Passados 6 meses depois da concepção de João Batista (maio/junho), Maria foi avisada que estava grávida, e teria um menino, que seria chamado Filho do Altíssimo (Lucas 1:26-36).


Passados alguns dias (maio/junho) Maria foi visitar a prima Isabel. Quando Maria saudou a prima Isabel, o menino de Isabel saltou em seu ventre, e Isabel ficou cheia/preenchida pelo Eterno Ser Excelso, em Espírito (versos 39 a 41). Maria já estava grávida.

A CONCEPÇÃO [não o nascimento] do Divino Filho, ocorreu no final do mês de Kislev, ou seja, entre final de novembro e dezembro.


Contando-se 9 meses a partir da CONCEPÇÃO de Jesus (dezembro), chegaremos ao nascimento do Messias: mês de Tishri (setembro/outubro), provavelmente na Festa dos Tabernáculos, Festa das Cabanas e Dia do Perdão!


X. Aplicação da Mensagem

Podemos Celebrar o Nascimento de Cristo? Qual o período?

1. Celebremos, sim, o Natal (nascimento de Cristo), durante a Festa/Culto dos Tabernáculos que em 2010 ocorreu, no Brasil, entre 09 e 30 de setembro (durante a nossa Primavera e Outono no Hemisfério Norte).

2. No ano de 2011 poderemos celebrar a Festa dos Tabernáculos entre 29 de setembro e 20 de outubro:


Festa das Trombetas - Ano Novo: 29 de setembro de 2011 (quinta-feira).


Dia do Perdão - 08 de outubro de 2011 (Sábado).
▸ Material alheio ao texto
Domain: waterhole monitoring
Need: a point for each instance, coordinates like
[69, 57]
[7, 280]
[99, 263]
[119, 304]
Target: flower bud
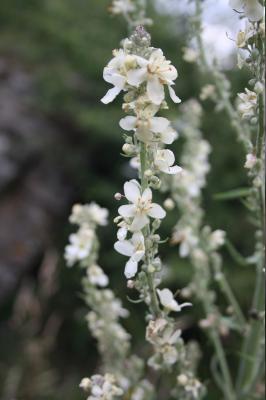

Festa das Cabanas - 13 de outubro de 2011 (quinta-feira) a 20 de outubro de 2011(quinta-feira).

"Um Menino nos nasceu; um Filho nos foi dado".


Meditemos nisso! Landa Cardoso (José)


Em Tempo:


Esse texto não é doutrina de igreja, mas, sim, faz parte de reflexão e comprova que ao expor a nossa fé não necessitamos negar a razão e o raciocínio que o Criador nos concedeu!